Daniel Shea, Professor of English

Sharlene Leurig:


"'Divine apnea.' Who would have thought of putting those two concepts together? Well, Professor Shea did: His way with words made just sitting in class listening to him talk enjoyable.

"Convinced I should become a physics professor, I started out as a physics major, taking Professor Shea's Masterpieces of European Literature course initially as an excuse to read books—I was alarmed at the prospect of doing nothing but math!

"The course had an eclectic reading list: from Dostoevsky's The Brothers Karamazov, to Christa Wolf's 1980s reworking of the 'Cassandra' myth.

"Enjoying the balance of the arts with the sciences, and not wanting to be mired down in one way of thinking, I switched to a double major.

"Professor Shea is interested in how the history of science and scientific questions inform literature, in bringing the two kinds of thought together. So when Michael Frayn's play Copenhagen—based on questions surrounding the 1941 meeting between physicists Bohr and Heisenberg and the race for the atomic bomb—came to Edison Theatre, Professor Shea was involved in setting up discussions between the audience and physics and literature faculty.

"He showed me his proposal for a course that would include faculty from the sciences and humanities—to explore from each perspective some fundamental problems. 'Scientific' questions of determinism and the role of probability are concepts philosophers and writers have been grappling with for centuries.

"I am grateful for all I learned from him."

Sharlene Leurig, A.B. '02, is a patent examiner in Radiant Energy, U.S. Patent and Trademark Office.



Herb Weitman, Former Director of Photographic Services and former Adjunct Professor of Art/Photography


Jim Olvera:

"Do something you enjoy—enjoy what you do. This was the key lesson I learned from Herb Weitman. And Herb knew the value of doing what you enjoy; he was always excited about his work.

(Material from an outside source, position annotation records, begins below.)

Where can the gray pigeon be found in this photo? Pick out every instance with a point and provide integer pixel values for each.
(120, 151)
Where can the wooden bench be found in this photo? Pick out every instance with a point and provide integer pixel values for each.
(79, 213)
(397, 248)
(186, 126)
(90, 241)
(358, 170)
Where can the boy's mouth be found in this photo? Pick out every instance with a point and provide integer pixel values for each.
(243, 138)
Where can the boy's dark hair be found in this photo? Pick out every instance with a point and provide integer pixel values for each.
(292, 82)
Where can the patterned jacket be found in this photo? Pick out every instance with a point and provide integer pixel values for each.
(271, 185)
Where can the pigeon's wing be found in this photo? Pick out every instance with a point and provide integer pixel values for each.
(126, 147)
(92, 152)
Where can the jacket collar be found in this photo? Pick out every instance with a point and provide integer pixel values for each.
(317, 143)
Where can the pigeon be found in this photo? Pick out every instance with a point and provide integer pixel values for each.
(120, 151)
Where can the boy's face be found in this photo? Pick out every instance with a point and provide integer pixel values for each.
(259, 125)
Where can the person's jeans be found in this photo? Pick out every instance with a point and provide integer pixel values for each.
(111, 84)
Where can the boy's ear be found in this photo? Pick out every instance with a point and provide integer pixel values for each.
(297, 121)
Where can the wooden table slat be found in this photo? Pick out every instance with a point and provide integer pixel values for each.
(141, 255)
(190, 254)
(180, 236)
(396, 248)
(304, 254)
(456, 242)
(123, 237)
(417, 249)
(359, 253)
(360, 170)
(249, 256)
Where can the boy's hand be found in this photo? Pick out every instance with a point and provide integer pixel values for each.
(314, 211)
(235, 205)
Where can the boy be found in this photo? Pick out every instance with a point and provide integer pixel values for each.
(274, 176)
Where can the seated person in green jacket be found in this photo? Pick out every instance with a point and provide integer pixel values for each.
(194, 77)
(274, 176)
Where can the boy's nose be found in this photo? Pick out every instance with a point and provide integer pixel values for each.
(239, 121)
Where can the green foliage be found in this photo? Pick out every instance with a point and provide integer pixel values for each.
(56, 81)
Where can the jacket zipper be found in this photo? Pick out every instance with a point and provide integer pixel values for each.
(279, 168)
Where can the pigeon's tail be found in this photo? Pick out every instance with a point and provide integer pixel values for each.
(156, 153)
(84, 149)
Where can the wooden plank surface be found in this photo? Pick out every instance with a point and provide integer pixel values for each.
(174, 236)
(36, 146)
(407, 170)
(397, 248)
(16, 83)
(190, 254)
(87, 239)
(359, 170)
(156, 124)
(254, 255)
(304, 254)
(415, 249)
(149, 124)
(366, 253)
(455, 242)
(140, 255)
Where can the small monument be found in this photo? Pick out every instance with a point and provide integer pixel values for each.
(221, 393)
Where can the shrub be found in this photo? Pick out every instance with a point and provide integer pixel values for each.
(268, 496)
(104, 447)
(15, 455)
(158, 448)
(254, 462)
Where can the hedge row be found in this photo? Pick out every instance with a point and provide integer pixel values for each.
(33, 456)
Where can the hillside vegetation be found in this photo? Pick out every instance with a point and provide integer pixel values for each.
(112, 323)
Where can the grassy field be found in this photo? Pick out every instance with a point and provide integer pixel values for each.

"In class Herb gave assignments, but the program was mostly self-directed. Because you learn something new about photography every time you pick up a camera, you look at the world in a different way.

"Once I shot several photos unrelated to any assignment and showed them to Herb. I think it was this enthusiasm that made him go to bat for me when, in my junior year, I decided to change from a joint major in engineering and architecture to one in photography. He facilitated the switch despite opposition from some.

"Coming from an analytical and technical background made it easy to get into photographic techniques, but I had a tendency to shy away from photographing people. Herb didn't just encourage me but pushed me into it. He must have known somehow that I had it in me: 'You need to do this,' he would say. And doing it was a revelation, more rewarding than anything I'd done. Now, photographing people constitutes most of my work.

"Starting out as an artist you can be haunted by the fear that without someone else giving you the impetus, you won't be able to come up with your own ideas. Because Herb's course was not teacher-driven, I knew I could do it. This was a great confidence builder.

"It's also hard initially to conjecture where your creativity might take you. Herb was always involved in long-term projects. Almost without knowing, I've found myself doing that, too—continuously seeking a new approach to a particular subject over many years."

Jim Olvera, B.F.A. '78, is a commercial photographer based in Dallas.